AMERICAN DECLINE ALWAYS SINKS OTHER NATIONS:

Suddenly, the U.S. Is Where the Optimism Is (Rich Miller and Simon Kennedy, 12/30/10, BusinessWeek)

The battle to extend the Bush-era tax cuts was politically divisive, and the process agonizingly prolonged. Yet the decision to continue the cuts—and throw in a few others—is already producing something the U.S. economy needs: optimism. While U.S. growth has accelerated in recent months, the tax deal, signed into law in December, has suddenly made economists, consumers, and companies such as General Electric (GE) more confident about 2011. "That deal was measurably better than I had anticipated," says Mark Zandi, chief economist for Moody's Analytics (MCO). "I feel sentiment shifting. It feels like business is ready to turn the light switch on."

The change in sentiment is all the more striking when compared with the rest of the world. Europe is stuck in its sovereign-debt morass, while China, India, and other emerging countries struggle to cap a rise in inflation. "The new, new, new normal is for the U.S. to be looking in pretty good shape," says Jim O'Neill, the London-based chairman of Goldman Sachs Asset Management. It's "raising issues about the whole allocation of capital between so-called emerging markets and the U.S.," says O'Neill, who popularized investing in emerging markets by coining the BRIC moniker for Brazil, Russia, India, and China.

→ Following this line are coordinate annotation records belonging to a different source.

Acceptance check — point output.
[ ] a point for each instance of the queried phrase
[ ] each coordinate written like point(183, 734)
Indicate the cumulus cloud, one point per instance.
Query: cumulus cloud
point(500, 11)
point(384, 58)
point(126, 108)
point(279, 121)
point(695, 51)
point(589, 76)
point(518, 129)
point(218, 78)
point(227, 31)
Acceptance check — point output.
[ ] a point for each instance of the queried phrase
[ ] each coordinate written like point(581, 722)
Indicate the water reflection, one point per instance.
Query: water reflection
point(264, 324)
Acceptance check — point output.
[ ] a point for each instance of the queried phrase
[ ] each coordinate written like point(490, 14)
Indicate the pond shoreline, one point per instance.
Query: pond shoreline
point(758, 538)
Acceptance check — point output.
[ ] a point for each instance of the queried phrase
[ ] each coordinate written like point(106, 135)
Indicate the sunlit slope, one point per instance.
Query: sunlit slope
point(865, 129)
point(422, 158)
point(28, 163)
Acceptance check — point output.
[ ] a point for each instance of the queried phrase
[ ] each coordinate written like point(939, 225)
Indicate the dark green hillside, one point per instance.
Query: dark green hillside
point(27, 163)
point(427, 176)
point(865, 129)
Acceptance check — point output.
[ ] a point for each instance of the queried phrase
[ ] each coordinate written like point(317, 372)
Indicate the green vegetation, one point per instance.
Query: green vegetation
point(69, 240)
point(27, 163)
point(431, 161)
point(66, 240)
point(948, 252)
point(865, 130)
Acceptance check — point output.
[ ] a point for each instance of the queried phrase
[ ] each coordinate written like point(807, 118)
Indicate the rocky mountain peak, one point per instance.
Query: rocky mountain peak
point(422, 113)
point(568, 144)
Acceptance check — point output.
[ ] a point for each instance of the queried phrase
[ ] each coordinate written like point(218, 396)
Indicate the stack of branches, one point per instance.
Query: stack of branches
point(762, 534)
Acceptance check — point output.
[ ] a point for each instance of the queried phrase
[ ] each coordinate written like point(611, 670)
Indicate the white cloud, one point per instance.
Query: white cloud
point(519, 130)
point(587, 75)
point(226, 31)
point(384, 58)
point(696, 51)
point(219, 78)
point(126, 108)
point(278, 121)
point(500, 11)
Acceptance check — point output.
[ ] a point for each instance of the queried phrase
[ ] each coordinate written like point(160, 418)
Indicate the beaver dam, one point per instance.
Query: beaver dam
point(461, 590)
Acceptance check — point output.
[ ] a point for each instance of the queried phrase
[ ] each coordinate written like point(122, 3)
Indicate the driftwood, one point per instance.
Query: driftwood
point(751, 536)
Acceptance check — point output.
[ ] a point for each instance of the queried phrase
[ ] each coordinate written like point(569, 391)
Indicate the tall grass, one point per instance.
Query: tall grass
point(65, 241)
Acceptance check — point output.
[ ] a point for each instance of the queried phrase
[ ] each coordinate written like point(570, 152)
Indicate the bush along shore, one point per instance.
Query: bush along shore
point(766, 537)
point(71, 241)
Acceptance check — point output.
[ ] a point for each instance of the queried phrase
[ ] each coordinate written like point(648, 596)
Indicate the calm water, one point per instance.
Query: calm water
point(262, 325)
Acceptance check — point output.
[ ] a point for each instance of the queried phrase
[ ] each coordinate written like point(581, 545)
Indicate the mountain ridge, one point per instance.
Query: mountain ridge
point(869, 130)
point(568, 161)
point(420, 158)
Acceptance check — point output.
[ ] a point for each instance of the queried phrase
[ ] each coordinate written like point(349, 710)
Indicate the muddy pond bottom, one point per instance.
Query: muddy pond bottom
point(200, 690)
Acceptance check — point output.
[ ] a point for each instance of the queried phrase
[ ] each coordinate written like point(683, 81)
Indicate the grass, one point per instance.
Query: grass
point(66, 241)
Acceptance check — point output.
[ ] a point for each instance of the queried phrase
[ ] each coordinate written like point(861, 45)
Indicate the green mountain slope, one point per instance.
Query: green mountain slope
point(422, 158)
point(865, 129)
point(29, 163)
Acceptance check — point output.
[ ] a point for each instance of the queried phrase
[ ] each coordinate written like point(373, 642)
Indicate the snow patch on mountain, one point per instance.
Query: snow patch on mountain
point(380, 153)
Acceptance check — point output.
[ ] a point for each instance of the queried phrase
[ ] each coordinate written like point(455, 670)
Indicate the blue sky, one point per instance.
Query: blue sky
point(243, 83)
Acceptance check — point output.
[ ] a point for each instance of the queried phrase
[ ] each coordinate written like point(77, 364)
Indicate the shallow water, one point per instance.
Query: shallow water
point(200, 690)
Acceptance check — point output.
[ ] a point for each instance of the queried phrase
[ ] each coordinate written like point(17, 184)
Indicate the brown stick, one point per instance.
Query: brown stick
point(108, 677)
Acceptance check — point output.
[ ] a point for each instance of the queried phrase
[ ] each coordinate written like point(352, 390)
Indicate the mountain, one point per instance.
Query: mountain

The Standard & Poor's 500-stock index of U.S. stocks was up 12.8 percent for the year as of Dec. 28, vs. declines in emerging markets such as China and Brazil. It also exceeded the gains in the MSCI World Index, which tracks developed-nation equities. U.S. chief executives polled in the fourth quarter by the Business Roundtable were the most optimistic they've been in almost five years. Jeffrey R. Immelt, chief executive officer of GE, called President Barack Obama's tax cut and his Dec. 15 meeting with corporate leaders "real positives." Executives were pleasantly surprised that the budget deal included a temporary decrease in payroll taxes and a tax break for business investment.


Sadly, Democrats failed to pass the most important legislation they considered, the DREAM Act.